To maintain S corporation status, you must comply with the IRS requirements. First, S corporations can have no more than 100 shareholders, although for the purposes of this limit, stock owned by members of a family (common ancestor and all lineal descendants, including spouses and former spouses) is treated as owned by one shareholder. Shareholders also may only be individuals, certain trusts or estates. Partnerships, corporations and non-resident aliens are not eligible shareholders. Thus, if you gain more than 100 shareholders, or if a shareholder passes away and his or her will transfers shares in the bank to a corporation, S corporation status may be terminated. This can create an enormous tax burden on the bank.
In order to protect against inadvertent termination, it is essential to have and review a shareholders’ agreement. A shareholders’ agreement can include transfer restrictions, which give you the ability to buy back shares from departing shareholders in order to prevent a sale or transfer to ineligible shareholders. It can also provide protections such as fee shifting and indemnification in the event that S corporation status is inadvertently terminated, or it can contain a flat prohibition on any sale that voids the S corporation status. If your shareholders’ agreement has not been reviewed recently, it is a good idea to have an attorney review it to confirm it is up to date with current law.
Stock Transfers and Shareholders’ Lists
S corporations should also monitor stock transfers and their shareholders’ list. A robust stock transfer monitoring program will allow you to identify and prevent ineligible transfers before they are made. Additionally, regular review of your shareholders’ list should be done at least annually to confirm all shareholders are eligible.
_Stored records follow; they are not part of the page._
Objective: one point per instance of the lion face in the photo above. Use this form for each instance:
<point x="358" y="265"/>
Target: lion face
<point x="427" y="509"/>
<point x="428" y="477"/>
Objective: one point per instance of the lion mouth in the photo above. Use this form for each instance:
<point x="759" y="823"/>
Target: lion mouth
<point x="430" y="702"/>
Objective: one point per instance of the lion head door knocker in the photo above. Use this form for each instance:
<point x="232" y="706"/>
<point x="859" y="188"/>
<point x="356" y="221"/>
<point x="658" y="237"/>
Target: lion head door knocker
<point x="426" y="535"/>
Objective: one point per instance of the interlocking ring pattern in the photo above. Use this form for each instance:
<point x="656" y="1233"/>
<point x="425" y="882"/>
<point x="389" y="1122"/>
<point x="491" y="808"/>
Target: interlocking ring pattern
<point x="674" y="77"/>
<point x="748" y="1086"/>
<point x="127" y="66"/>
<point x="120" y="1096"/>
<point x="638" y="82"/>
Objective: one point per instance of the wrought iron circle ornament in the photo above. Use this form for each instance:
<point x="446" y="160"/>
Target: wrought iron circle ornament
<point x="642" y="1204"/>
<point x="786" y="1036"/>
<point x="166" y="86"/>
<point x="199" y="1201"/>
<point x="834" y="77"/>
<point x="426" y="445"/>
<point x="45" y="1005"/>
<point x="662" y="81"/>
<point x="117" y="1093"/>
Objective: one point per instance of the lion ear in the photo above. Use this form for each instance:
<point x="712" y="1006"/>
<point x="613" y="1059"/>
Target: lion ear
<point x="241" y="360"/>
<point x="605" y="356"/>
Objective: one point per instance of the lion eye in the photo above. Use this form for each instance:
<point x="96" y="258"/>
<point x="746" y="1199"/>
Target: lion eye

You may consider periodically having your bank’s accountant or attorney perform a detailed review of the shareholders’ list.
Proactive and regular communication with shareholders can also be helpful in preventing ineligible transfers. You may choose to require shareholders to certify they still qualify as eligible shareholders each year, or you may simple remind shareholders about consequences upon death.
It is also important to take precautions to ensure other S corporation requirements are met. S corporations are limited to one class of stock, so distributions should be equal amongst shareholders. In addition, if you have converted to an S corporation from a C corporation, there are certain rules relating to passive investment income. S corporation status may be terminated if the passive investment income limit is exceeded for three consecutive years.
If you do inadvertently lose your S corporation status, the IRS may grant relief and restore S status retroactively. Regulations allow for a waiver of the terminating event on the grounds of inadvertency if certain conditions are met. This process can be cumbersome and expensive, so it is best practice to monitor your S corporation status on the front end in order to prevent inadvertent termination.